As brent crude fell below $37 a barrel on growing fears that a global oil glut will worsen in the coming months, the Norwegian crown also fell around half a percent, reversing all its earlier gains. Norway relies on oil and gas for more than one fifth of its gross domestic product.
With stock prices falling as investors sold their riskier assets, the Swiss franc, traditionally bought at times of risk aversion, rose 0.3 percent to 1.0771 francs per euro, its strongest since Nov. 12. The yen rose 0.2 percent, trading at 120.74 yen against the dollar.
"Now that we are seeing a breakthrough of Friday's lows in the oil price and we're seeing a sharp acceleration of the fall, the market is getting nervous," said Commerzbank currency strategist Esther Reichelt, in Frankfurt.
The Canadian dollar fell 0.2 percent to C$1.3780, its weakest since April 2004.
The fall in risk appetite also helped the euro, as investors who had held euro-funded carry positions, in which they borrow the euro in order to sell it and buy a higher-yielding, riskier currency, bought back the single currency. It traded flat on the day at $1.09785.
The euro had earlier weakened to $1.0945 as investors braced for the first U.S. interest rate rise in almost a decade. The Federal Reserve's two-day policy meeting will conclude on Wednesday, with the key question being how quickly the Fed will try to normalise policy going forward.
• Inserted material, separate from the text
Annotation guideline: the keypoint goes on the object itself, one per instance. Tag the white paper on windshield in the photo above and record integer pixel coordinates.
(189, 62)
RBC Capital Markets currency strategist Adam Cole, in London, said that investors were underestimating the pace of further interest rate rises. Markets are pricing in two hikes in 2016, whereas Cole expects four.
"I'd rather be long the dollar than short this week," he said. "We think that a rate hike is pretty much a foregone conclusion but the commentary that goes with it is likely to be slightly less dovish than some are expecting."
"This notion of a dovish hike is a little bit misguided, we think, and relative to those expectations (the Fed meeting) is likely to be dollar positive," he added.
Earlier, China's yuan hit a 4-1/2-year low in onshore trading after the country's central bank again lowered the yuan midpoint rate. That followed Friday's announcement of a new trade-weighted index, which some viewed as a green light for further devaluation of the currency.